17. Backend API Design for AI Models (Design)
Scenario: How should we expose our AI models (anomaly detection, prediction) via REST APIs?

Tasks: Design a REST API structure. Consider: What endpoints are needed? How should inputs (features) and outputs (predictions, explanations) be structured (JSON)? How should we handle asynchronous predictions for long-running models?

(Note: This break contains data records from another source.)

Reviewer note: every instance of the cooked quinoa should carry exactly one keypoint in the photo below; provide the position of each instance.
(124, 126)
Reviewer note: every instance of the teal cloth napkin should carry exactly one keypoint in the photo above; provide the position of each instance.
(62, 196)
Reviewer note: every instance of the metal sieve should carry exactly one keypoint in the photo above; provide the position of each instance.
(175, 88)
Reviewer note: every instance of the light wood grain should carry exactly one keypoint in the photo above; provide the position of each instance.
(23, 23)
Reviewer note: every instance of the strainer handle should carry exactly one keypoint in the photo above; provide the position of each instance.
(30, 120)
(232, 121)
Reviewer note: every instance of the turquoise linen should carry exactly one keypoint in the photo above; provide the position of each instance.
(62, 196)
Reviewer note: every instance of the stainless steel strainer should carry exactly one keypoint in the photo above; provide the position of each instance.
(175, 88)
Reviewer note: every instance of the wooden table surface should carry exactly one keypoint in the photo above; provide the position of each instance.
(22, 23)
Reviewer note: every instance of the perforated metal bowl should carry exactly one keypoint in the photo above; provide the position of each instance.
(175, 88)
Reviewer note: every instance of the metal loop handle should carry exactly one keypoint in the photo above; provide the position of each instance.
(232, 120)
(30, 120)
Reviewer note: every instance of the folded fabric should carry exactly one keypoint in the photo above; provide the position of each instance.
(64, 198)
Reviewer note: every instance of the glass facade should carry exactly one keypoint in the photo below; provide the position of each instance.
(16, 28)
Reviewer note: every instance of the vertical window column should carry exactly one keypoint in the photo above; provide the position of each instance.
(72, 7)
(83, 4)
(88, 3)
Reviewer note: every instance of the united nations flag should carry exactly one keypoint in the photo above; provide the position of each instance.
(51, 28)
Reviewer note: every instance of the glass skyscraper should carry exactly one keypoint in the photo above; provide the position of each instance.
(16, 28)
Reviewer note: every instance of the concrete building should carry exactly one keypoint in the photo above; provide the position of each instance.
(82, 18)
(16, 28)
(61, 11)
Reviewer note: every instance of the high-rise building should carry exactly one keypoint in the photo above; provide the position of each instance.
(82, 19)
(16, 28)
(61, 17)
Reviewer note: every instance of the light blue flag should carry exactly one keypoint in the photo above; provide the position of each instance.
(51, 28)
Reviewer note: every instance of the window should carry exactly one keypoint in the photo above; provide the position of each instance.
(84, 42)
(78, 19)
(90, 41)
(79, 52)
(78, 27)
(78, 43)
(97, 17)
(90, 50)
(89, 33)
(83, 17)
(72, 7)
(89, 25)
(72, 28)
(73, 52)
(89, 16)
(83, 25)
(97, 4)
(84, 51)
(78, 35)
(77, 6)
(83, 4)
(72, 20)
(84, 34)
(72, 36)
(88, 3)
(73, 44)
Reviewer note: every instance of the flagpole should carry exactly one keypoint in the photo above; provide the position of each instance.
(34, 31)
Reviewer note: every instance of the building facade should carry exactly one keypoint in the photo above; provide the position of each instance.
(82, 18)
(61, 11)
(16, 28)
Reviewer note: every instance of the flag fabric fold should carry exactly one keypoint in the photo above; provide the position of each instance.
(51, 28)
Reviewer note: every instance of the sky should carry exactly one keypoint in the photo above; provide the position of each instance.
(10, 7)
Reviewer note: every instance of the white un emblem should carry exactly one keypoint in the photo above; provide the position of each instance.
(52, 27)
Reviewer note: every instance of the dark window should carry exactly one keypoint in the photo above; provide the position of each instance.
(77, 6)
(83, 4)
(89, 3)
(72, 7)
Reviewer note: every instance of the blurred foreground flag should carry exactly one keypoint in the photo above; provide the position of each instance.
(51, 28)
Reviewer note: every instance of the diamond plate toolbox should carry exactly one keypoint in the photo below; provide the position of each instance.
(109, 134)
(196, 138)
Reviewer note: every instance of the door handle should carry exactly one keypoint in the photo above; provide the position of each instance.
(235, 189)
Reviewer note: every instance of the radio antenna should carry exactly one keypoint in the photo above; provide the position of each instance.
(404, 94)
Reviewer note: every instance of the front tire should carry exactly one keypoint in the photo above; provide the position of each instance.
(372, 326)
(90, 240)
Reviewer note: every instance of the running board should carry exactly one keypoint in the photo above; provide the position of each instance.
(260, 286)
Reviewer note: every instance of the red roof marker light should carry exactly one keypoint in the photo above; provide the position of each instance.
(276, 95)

How would you version these AI-specific APIs?

**1. Core Design Principles:**
* Resource-Oriented: The API is structured around resources (the predictions and anomaly detection jobs).
* Stateless: Each request from a client contains all the information needed for the server to fulfill it + No client context is stored on the server between requests.
* HTTP Methods: We will use standard HTTP verbs (GET, POST) and status codes (200 OK, 202 Accepted, 400 Bad Request, etc.) to indicate request outcomes.
* JSON for Data Exchange: All request and response bodies will use JSON for its readability and broad support.
* Clear Separation of Sync & Async: The API provides distinct patterns for quick, real-time predictions and for long-running, asynchronous jobs.

**2. API Versioning:**
Crucial for iterating on our API structure without breaking client implementations. We will use **URI path versioning**: /api/v1/..., /api/v2/...

**3. Authentication:**
It is primordial to secure our API. I suggest using standars approaches like JWT and API Keys: The client sends a unique key in the request headers Authorization.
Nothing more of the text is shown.